Selama berseragam Bali United, Rahmat mencatatkan 47 penampilan di seluruh kompetisi dengan torehan 27 gol dan 10 assist. Kontribusinya paling terasa saat menjadi bagian dari skuad yang mengantarkan Bali United meraih gelar Liga 1 musim 2021/2022 dengan 75 poin dari 34 pertandingan.
"Pada akhirnya saat ada pertemuan, pasti akan ada perpisahan. Terlalu banyak kebahagiaan yang Bali United berikan untuk saya," ujar mantan pemain PSM Makassar itu dalam pernyataan perpisahannya.
Berbeda dengan Rahmat, Yabes Roni adalah ikon sejati Bali United. Pemain yang pernah memperkuat Timnas Indonesia U-19 itu telah menjadi bagian dari perjalanan klub sejak 2015 — total 11 tahun pengabdian.
Statistiknya bicara: 172 pertandingan resmi dengan 8.503 menit bermain, sembilan gol, dan 12 assist. Namun, angka itu tak sepenuhnya menggambarkan perannya. Yabes Roni dikenal sebagai pemain serbabisa yang bisa ditempatkan sebagai penyerang sayap, striker, hingga bek sayap sesuai kebutuhan tim.
"Tahun 2015 hingga 2026 bukanlah waktu yang singkat di mana suka duka, jatuh bangun dan keberhasilan telah dilalui bersama.
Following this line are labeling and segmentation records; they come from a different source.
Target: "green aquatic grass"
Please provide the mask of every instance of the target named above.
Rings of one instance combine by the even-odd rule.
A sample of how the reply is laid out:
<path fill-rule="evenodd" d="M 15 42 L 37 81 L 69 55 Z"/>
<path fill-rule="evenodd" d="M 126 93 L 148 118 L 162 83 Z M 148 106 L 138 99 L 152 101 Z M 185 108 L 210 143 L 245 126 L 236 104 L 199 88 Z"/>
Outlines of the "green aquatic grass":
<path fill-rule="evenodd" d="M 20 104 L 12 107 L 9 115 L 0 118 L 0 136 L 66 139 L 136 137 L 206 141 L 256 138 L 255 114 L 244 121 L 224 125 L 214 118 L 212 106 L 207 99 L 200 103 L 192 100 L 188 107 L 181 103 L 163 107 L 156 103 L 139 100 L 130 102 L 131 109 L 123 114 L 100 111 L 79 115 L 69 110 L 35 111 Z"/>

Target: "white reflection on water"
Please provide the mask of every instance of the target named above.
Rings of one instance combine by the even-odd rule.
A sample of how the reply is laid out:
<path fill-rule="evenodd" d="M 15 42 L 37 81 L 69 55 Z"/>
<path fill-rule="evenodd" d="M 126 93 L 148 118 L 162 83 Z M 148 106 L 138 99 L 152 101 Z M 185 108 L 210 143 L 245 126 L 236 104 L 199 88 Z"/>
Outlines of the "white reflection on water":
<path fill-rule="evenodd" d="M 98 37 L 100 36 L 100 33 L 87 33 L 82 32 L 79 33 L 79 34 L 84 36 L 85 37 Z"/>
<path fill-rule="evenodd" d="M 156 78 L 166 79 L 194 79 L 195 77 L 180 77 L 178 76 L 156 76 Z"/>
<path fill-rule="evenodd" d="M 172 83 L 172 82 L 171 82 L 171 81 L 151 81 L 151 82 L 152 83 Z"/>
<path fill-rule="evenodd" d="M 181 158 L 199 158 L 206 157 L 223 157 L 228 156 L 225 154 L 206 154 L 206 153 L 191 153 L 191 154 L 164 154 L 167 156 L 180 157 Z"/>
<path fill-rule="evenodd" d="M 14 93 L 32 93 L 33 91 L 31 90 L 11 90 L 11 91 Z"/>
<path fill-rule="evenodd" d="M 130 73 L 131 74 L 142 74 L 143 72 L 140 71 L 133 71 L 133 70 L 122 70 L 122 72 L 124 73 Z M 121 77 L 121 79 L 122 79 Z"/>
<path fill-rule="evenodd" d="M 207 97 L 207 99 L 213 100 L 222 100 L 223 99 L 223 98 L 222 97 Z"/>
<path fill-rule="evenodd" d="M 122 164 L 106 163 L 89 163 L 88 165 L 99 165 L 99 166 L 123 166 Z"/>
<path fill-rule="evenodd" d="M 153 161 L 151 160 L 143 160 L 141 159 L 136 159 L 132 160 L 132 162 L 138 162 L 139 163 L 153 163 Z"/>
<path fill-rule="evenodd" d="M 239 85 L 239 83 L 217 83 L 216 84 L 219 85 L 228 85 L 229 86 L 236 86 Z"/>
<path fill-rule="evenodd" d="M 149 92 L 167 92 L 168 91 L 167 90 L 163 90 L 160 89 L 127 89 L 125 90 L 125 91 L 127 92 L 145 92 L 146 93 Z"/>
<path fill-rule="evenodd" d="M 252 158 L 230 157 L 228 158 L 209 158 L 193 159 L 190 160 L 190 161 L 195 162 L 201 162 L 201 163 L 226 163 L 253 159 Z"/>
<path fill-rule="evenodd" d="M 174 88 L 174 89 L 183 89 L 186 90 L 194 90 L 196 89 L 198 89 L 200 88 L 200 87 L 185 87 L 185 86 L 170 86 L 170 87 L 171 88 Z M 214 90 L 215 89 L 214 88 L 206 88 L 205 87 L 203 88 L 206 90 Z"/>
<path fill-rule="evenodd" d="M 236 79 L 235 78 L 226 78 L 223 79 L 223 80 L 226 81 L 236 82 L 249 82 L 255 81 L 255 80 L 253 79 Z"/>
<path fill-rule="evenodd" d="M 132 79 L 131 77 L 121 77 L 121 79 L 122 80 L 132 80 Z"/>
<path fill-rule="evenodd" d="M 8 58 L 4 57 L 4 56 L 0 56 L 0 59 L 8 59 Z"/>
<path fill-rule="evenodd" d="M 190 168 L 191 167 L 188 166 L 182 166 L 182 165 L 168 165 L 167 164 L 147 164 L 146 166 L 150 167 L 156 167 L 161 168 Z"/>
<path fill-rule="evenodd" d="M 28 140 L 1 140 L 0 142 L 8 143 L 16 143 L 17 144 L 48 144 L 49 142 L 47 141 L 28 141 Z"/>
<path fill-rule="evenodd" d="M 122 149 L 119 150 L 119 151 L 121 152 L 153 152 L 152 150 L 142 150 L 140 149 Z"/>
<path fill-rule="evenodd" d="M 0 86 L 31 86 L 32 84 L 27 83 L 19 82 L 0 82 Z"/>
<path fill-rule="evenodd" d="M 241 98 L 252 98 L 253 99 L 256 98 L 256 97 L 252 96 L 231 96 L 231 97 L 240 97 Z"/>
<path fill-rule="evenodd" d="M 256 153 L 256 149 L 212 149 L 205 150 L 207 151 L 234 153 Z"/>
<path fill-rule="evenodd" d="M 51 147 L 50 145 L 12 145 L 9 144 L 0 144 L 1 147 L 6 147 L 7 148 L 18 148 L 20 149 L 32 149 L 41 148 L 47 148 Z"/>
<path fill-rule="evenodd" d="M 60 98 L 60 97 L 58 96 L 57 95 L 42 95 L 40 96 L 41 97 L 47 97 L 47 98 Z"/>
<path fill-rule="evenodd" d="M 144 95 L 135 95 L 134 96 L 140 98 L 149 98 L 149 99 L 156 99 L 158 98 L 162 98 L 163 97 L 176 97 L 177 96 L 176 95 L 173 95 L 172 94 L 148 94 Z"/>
Terima kasih telah menjadi rumah kedua saya," kata Yabes Roni dalam pesan perpisahannya.
Manajemen Bali United menegaskan bahwa keputusan melepas kedua pemain ini adalah langkah evaluasi untuk menyusun kekuatan baru menghadapi Super League musim 2026/2027. Yabes Tanuri, CEO klub, menyampaikan apresiasi setinggi-tingginya atas kontribusi M. Rahmat dan Yabes Roni selama ini.
"Kami mengucapkan terima kasih yang luar biasa untuk kontribusinya selama kurang lebih 11 tahun ini dengan persembahan dua trofi Liga 1 untuk Bali United. Semoga Yabes Roni sukses untuk perjalanan karier berikutnya di tempat yang baru," ungkap Yabes Tanuri.
Kepergian dua pemain senior ini membuka ruang bagi regenerasi di skuad Serdadu Tridatu. Pertanyaan selanjutnya: siapa yang akan mengisi kekosongan yang ditinggalkan oleh dua pemain dengan pengalaman dan prestasi segudang ini?